Assuming that pronunciation object 1 and 2 respectively from(It is the line of pronunciation object 1 and microphone array center, The angle constituted with 0 ° of line of the microphone array, wherein 0 ° of line is generally related according to the design pattern of microphone array.Example Such as, 0 ° of line of circular microphone array can be line vertically upward, and linear microphone array can be in the horizontal direction Line).Then it can be calculated that pronunciation object 1 can be considered that the arrival coordinate A1 in circular microphone array isPronunciation object 2 coordinate beθ can be calculated according to formula1Value
θ2Solution mode and θ1Solution mode it is identical.
When k-th of microphone for the angle before two target objects is 0 degree when, based on k-th of microphone to calculating Obtained spatial feature does not have distinction;It is maximum to the distinction being calculated based on k-th of microphone when for 180 degree.Cause This, for different microphones to the spatial feature extracted.

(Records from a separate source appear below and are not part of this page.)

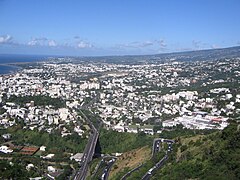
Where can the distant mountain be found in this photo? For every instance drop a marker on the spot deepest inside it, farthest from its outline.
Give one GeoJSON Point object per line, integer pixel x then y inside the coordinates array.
{"type": "Point", "coordinates": [209, 54]}
{"type": "Point", "coordinates": [199, 55]}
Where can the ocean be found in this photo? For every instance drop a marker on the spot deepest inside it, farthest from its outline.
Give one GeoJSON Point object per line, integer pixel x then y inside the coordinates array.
{"type": "Point", "coordinates": [6, 59]}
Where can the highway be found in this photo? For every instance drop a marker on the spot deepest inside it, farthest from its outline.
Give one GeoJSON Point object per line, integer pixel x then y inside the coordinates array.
{"type": "Point", "coordinates": [156, 148]}
{"type": "Point", "coordinates": [88, 153]}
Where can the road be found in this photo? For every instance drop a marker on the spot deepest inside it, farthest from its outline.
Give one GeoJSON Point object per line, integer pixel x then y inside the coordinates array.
{"type": "Point", "coordinates": [162, 161]}
{"type": "Point", "coordinates": [88, 153]}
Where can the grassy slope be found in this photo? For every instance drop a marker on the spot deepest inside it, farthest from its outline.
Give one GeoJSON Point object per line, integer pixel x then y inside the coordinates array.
{"type": "Point", "coordinates": [214, 156]}
{"type": "Point", "coordinates": [130, 160]}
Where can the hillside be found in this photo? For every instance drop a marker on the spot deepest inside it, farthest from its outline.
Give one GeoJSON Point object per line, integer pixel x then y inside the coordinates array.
{"type": "Point", "coordinates": [214, 156]}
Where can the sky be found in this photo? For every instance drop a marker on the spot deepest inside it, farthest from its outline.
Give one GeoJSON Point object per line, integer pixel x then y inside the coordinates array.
{"type": "Point", "coordinates": [111, 27]}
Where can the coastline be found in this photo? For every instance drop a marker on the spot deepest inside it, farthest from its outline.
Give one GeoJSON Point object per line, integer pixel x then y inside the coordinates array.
{"type": "Point", "coordinates": [8, 69]}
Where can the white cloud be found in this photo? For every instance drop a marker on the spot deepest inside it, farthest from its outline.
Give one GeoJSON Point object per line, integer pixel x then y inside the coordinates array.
{"type": "Point", "coordinates": [5, 39]}
{"type": "Point", "coordinates": [215, 46]}
{"type": "Point", "coordinates": [196, 44]}
{"type": "Point", "coordinates": [42, 42]}
{"type": "Point", "coordinates": [83, 45]}
{"type": "Point", "coordinates": [162, 43]}
{"type": "Point", "coordinates": [52, 43]}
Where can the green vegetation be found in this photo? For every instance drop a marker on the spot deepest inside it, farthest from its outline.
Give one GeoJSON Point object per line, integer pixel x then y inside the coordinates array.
{"type": "Point", "coordinates": [213, 156]}
{"type": "Point", "coordinates": [15, 171]}
{"type": "Point", "coordinates": [113, 141]}
{"type": "Point", "coordinates": [38, 101]}
{"type": "Point", "coordinates": [54, 142]}
{"type": "Point", "coordinates": [178, 131]}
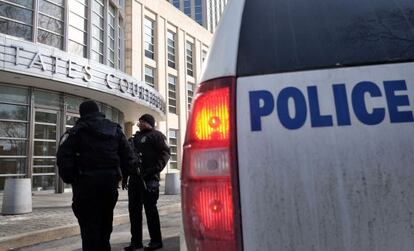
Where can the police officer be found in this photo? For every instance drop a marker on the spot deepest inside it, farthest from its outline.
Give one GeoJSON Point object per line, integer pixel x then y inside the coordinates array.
{"type": "Point", "coordinates": [93, 156]}
{"type": "Point", "coordinates": [151, 147]}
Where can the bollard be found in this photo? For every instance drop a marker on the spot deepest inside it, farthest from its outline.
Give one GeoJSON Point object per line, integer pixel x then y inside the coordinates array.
{"type": "Point", "coordinates": [17, 196]}
{"type": "Point", "coordinates": [172, 183]}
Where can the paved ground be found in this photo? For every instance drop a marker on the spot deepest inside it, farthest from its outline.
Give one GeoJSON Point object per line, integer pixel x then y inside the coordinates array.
{"type": "Point", "coordinates": [52, 218]}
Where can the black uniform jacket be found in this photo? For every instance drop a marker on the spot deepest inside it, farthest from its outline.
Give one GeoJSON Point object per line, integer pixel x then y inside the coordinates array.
{"type": "Point", "coordinates": [94, 145]}
{"type": "Point", "coordinates": [152, 148]}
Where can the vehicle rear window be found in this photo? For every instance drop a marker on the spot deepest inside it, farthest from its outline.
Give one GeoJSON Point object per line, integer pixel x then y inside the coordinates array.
{"type": "Point", "coordinates": [292, 35]}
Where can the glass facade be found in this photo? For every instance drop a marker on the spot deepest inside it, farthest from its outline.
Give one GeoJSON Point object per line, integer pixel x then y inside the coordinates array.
{"type": "Point", "coordinates": [187, 7]}
{"type": "Point", "coordinates": [173, 142]}
{"type": "Point", "coordinates": [198, 11]}
{"type": "Point", "coordinates": [82, 17]}
{"type": "Point", "coordinates": [190, 95]}
{"type": "Point", "coordinates": [78, 26]}
{"type": "Point", "coordinates": [172, 94]}
{"type": "Point", "coordinates": [31, 122]}
{"type": "Point", "coordinates": [150, 76]}
{"type": "Point", "coordinates": [149, 38]}
{"type": "Point", "coordinates": [98, 30]}
{"type": "Point", "coordinates": [189, 57]}
{"type": "Point", "coordinates": [171, 48]}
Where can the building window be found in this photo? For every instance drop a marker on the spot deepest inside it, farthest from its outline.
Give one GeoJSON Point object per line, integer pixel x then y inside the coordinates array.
{"type": "Point", "coordinates": [187, 7]}
{"type": "Point", "coordinates": [203, 55]}
{"type": "Point", "coordinates": [149, 38]}
{"type": "Point", "coordinates": [190, 94]}
{"type": "Point", "coordinates": [176, 3]}
{"type": "Point", "coordinates": [198, 8]}
{"type": "Point", "coordinates": [97, 48]}
{"type": "Point", "coordinates": [14, 127]}
{"type": "Point", "coordinates": [111, 36]}
{"type": "Point", "coordinates": [189, 57]}
{"type": "Point", "coordinates": [171, 49]}
{"type": "Point", "coordinates": [173, 142]}
{"type": "Point", "coordinates": [78, 22]}
{"type": "Point", "coordinates": [150, 76]}
{"type": "Point", "coordinates": [172, 94]}
{"type": "Point", "coordinates": [50, 21]}
{"type": "Point", "coordinates": [121, 44]}
{"type": "Point", "coordinates": [17, 19]}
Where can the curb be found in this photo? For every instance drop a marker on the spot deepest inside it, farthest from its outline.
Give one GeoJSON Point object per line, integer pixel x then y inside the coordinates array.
{"type": "Point", "coordinates": [50, 234]}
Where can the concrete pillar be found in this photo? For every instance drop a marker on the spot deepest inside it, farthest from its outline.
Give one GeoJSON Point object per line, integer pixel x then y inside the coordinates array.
{"type": "Point", "coordinates": [17, 197]}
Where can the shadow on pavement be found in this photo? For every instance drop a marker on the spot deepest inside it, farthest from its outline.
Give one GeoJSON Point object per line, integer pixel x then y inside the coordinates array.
{"type": "Point", "coordinates": [170, 244]}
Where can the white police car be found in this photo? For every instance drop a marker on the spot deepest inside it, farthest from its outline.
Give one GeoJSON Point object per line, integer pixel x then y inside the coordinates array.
{"type": "Point", "coordinates": [301, 136]}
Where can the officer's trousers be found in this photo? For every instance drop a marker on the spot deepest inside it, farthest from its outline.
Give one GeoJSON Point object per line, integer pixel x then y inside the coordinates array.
{"type": "Point", "coordinates": [94, 199]}
{"type": "Point", "coordinates": [138, 197]}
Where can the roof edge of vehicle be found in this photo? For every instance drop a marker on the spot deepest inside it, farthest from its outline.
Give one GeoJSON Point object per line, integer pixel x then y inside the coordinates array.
{"type": "Point", "coordinates": [225, 44]}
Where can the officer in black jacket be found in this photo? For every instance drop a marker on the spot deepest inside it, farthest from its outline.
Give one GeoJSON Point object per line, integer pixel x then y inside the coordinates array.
{"type": "Point", "coordinates": [93, 156]}
{"type": "Point", "coordinates": [152, 150]}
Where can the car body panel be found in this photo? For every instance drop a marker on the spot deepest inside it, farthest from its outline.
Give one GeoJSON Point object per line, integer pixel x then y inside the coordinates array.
{"type": "Point", "coordinates": [332, 187]}
{"type": "Point", "coordinates": [225, 44]}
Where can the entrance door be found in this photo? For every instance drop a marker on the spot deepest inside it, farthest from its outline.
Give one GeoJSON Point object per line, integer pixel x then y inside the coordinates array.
{"type": "Point", "coordinates": [70, 120]}
{"type": "Point", "coordinates": [44, 150]}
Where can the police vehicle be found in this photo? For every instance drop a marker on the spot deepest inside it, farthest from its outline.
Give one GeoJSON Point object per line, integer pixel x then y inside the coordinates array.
{"type": "Point", "coordinates": [301, 136]}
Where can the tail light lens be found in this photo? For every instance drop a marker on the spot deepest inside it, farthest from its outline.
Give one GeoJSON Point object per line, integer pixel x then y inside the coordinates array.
{"type": "Point", "coordinates": [209, 171]}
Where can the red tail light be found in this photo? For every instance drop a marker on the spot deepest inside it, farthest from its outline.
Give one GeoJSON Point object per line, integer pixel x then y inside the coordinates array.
{"type": "Point", "coordinates": [209, 174]}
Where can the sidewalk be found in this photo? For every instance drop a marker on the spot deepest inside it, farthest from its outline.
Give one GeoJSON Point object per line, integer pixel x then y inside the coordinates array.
{"type": "Point", "coordinates": [52, 218]}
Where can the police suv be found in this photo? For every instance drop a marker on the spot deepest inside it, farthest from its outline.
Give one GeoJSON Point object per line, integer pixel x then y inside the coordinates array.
{"type": "Point", "coordinates": [301, 136]}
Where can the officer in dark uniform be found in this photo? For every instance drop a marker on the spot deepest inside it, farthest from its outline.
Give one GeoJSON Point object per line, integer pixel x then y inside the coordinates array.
{"type": "Point", "coordinates": [93, 156]}
{"type": "Point", "coordinates": [152, 150]}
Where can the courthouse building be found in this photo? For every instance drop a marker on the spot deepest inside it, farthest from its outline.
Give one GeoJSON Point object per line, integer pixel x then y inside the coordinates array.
{"type": "Point", "coordinates": [132, 56]}
{"type": "Point", "coordinates": [166, 48]}
{"type": "Point", "coordinates": [53, 55]}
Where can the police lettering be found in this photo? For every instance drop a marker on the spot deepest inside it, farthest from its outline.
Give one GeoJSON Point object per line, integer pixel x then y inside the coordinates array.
{"type": "Point", "coordinates": [262, 104]}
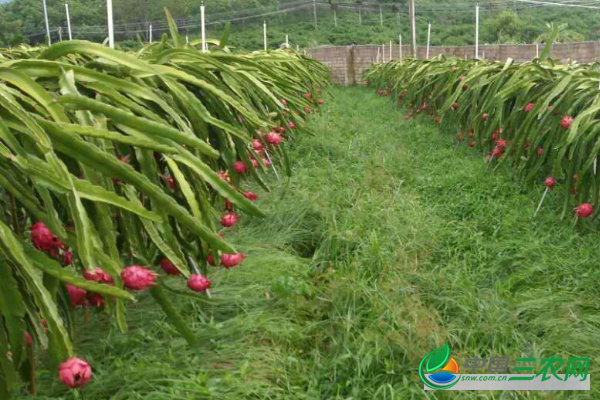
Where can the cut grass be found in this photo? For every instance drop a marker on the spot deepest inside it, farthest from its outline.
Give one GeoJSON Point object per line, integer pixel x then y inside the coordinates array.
{"type": "Point", "coordinates": [384, 245]}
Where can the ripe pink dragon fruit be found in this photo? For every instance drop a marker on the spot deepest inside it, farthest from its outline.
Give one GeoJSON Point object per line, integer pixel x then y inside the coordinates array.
{"type": "Point", "coordinates": [67, 258]}
{"type": "Point", "coordinates": [98, 275]}
{"type": "Point", "coordinates": [75, 373]}
{"type": "Point", "coordinates": [228, 220]}
{"type": "Point", "coordinates": [170, 181]}
{"type": "Point", "coordinates": [168, 267]}
{"type": "Point", "coordinates": [501, 144]}
{"type": "Point", "coordinates": [251, 196]}
{"type": "Point", "coordinates": [497, 152]}
{"type": "Point", "coordinates": [550, 182]}
{"type": "Point", "coordinates": [136, 277]}
{"type": "Point", "coordinates": [584, 210]}
{"type": "Point", "coordinates": [566, 122]}
{"type": "Point", "coordinates": [231, 260]}
{"type": "Point", "coordinates": [273, 138]}
{"type": "Point", "coordinates": [198, 283]}
{"type": "Point", "coordinates": [76, 295]}
{"type": "Point", "coordinates": [239, 167]}
{"type": "Point", "coordinates": [224, 176]}
{"type": "Point", "coordinates": [43, 239]}
{"type": "Point", "coordinates": [28, 339]}
{"type": "Point", "coordinates": [95, 300]}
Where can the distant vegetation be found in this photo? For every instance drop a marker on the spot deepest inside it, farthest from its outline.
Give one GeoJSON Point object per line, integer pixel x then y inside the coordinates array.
{"type": "Point", "coordinates": [22, 21]}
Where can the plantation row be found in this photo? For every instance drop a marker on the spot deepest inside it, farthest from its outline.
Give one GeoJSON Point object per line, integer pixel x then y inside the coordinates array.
{"type": "Point", "coordinates": [118, 170]}
{"type": "Point", "coordinates": [542, 119]}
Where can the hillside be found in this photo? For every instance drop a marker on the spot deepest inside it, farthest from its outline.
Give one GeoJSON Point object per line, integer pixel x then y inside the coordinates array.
{"type": "Point", "coordinates": [452, 21]}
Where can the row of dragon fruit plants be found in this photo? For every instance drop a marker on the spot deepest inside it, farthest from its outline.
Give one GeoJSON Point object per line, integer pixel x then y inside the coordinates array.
{"type": "Point", "coordinates": [120, 171]}
{"type": "Point", "coordinates": [541, 118]}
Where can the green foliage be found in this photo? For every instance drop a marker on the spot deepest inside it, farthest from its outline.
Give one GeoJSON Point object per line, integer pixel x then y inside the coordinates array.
{"type": "Point", "coordinates": [487, 100]}
{"type": "Point", "coordinates": [499, 24]}
{"type": "Point", "coordinates": [90, 138]}
{"type": "Point", "coordinates": [383, 246]}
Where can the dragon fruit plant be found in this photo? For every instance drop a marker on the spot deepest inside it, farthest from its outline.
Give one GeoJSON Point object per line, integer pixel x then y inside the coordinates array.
{"type": "Point", "coordinates": [527, 116]}
{"type": "Point", "coordinates": [103, 200]}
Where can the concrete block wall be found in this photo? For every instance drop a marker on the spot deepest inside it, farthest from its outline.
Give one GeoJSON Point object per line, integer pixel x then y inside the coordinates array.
{"type": "Point", "coordinates": [347, 63]}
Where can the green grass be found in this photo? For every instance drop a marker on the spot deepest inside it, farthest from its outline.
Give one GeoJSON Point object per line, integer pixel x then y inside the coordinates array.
{"type": "Point", "coordinates": [385, 244]}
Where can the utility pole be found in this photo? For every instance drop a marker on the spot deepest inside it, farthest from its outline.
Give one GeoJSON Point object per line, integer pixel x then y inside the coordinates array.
{"type": "Point", "coordinates": [413, 27]}
{"type": "Point", "coordinates": [47, 23]}
{"type": "Point", "coordinates": [202, 27]}
{"type": "Point", "coordinates": [428, 38]}
{"type": "Point", "coordinates": [400, 48]}
{"type": "Point", "coordinates": [359, 15]}
{"type": "Point", "coordinates": [111, 28]}
{"type": "Point", "coordinates": [265, 34]}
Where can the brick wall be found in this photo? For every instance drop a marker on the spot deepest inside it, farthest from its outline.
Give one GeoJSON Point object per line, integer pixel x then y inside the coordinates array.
{"type": "Point", "coordinates": [348, 62]}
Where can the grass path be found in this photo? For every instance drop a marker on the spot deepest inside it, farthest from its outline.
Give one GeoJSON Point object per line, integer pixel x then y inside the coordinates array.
{"type": "Point", "coordinates": [384, 245]}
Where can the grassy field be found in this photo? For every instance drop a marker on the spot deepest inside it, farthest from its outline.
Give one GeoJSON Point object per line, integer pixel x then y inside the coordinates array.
{"type": "Point", "coordinates": [385, 244]}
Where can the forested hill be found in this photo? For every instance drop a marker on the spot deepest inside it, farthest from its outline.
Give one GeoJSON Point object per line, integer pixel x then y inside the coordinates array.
{"type": "Point", "coordinates": [452, 21]}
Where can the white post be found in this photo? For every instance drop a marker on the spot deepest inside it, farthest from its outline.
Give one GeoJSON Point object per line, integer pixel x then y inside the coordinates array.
{"type": "Point", "coordinates": [428, 39]}
{"type": "Point", "coordinates": [68, 21]}
{"type": "Point", "coordinates": [47, 23]}
{"type": "Point", "coordinates": [265, 34]}
{"type": "Point", "coordinates": [477, 31]}
{"type": "Point", "coordinates": [413, 28]}
{"type": "Point", "coordinates": [400, 48]}
{"type": "Point", "coordinates": [111, 29]}
{"type": "Point", "coordinates": [203, 27]}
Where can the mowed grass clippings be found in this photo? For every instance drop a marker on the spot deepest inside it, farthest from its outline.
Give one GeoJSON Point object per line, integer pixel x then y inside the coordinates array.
{"type": "Point", "coordinates": [384, 245]}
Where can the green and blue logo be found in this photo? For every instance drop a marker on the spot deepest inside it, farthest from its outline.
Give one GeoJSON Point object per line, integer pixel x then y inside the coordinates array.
{"type": "Point", "coordinates": [447, 369]}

The application calculates corresponding weight coefficient, meter relative to the angle difference of some microphone pair according to two speakers Calculation mode is as follows:
att2k)=f2k)
att2(Δθk) indicate two speakers relative to k-th of microphone pair angle difference be θkWhen, the microphone to Contribution of the spatial feature arrived for separated network.f2k) it is based on angle thetakMonotonic increase (or monotonic nondecreasing) function, with The increase of angle, spatial feature it is bigger for the contribution of network.Angle thetakValue range be 0 degree to 180 degree, f2k) Value range is 0 to 1.f2k) a kind of modular design it is as follows:
att2(Δθk)=2*max (σ (Δ θk)-0.5,0)
Wherein, σ (Δ θk(the 1+exp (- w of)=1/k(Δθk-bk)) it can be sigmoid letter for kth to microphone pair Number score indicates that network should distribute to degree of concern of the kth to microphone to the spatial feature extracted, wherein concern journey Degree also illustrates that weight size, and degree of concern is bigger, and its weight coefficient is bigger, its smaller weight coefficient of degree of concern is smaller.wkAnd bk Be it is corresponding can learning network parameter.Attention mechanism based on microphone pair can be more accurately every a pair of of microphone pair The spatial feature extracted is used according to its ga s safety degree, further improves the validity of spatial feature, to mention High multicenter voice separation system performance.For separation systems more than three people or three people, for k-th of microphone pair Angle difference may be defined as the minimum value of every two people angle difference in owner.
Specific embodiment 3:
Above-mentioned attention mechanism can directly be weighted spatial feature in input feature vector level.Assuming that frequency domain character is X, spatial feature are Y=[y1,y2…yk], k is the microphone that is selected based on N number of microphone of separation system to sum.To Mr. Yu two A speaker, a1For the spatial feature weighting coefficient that specific embodiment 1 is calculated, α2=[α2,12,2,...,α2,K] it is specific The spatial feature weighting coefficient that embodiment 2 is calculated, wherein α2,KFor the spatial feature weighting coefficient of k-th of microphone pair.It is right Spatial feature can be with when weighting are as follows:
Yatt=[α1y11y2,...,α1yK]
Or
Yatt=[α2,1y12,2y2,...,α2,KyK]
Or
Yatt=[α1α2,1y11α2,2y2,...,α1α2,KyK]
Spatial feature Y after weightingattInput after frequency domain character X splicing, as network.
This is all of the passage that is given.